- Wygłupiałem się i dostawałem wciry. Raz się nawet zbuntowałem i powiedziałem: nie chcę waszego Boga, co to jest za Bóg? - tak wspomina swoje dzieciństwo w placówce u sióstr boromeuszek jeden z wychowanków, z którym rozmawiał reporter "Czarno na białym". Dzieci miały być w ośrodku systematycznie gwałcone, bite i poniżane, a wszystko za przyzwoleniem jego dyrektorki - siostry Bernadetty. Dziś sąd ma zdecydować, czy siostra trafi do więzienia.
W Specjalnym Ośrodku Wychowawczym Zgromadzenia Sióstr Boromeuszek w Zabrzu od 1991 roku prowadzono dom dziecka oraz opiekowano się chorymi i biednymi dziećmi z całego miasta.
To właśnie tam Agnieszka F., znana bardziej jako siostra Bernadetta, miała przez kilkanaście lat znęcać się psychicznie i fizycznie nad swoimi wychowankami, podżegać do aktów pedofilskich oraz nakłaniać starsze dzieci do przemocy fizycznej.
"Nie chcę waszego Boga, co to jest za Bóg"
Praktyki "wychowawcze" stosowane w ośrodku sióstr boromeuszek wspomina w rozmowie z reporterem "Czarno na białym" ich były wychowanek - Rafał Franciszczak.

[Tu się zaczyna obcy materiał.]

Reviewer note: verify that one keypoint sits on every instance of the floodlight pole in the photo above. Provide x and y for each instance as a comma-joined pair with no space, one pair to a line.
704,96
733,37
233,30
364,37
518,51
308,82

- Ja się wygłupiałem i dostawałem wciry, nawet raz się zbuntowałem i powiedziałem: nie chcę waszego Boga, co to jest za Bóg, nie będę w niego wierzył. Dostałem w pysk i odpowiedź: ten Bóg jest moim oblubieńcem. Tylko tyle - opowiada mężczyzna.
"Dostał prętem po gardle i nie umiał po tym mówić "
Rafał Franciszczak do ośrodka trafił jako dwuletnie dziecko. Jego wychowawczynią była skazana Bogumiła Ł. czyli siostra Franciszka.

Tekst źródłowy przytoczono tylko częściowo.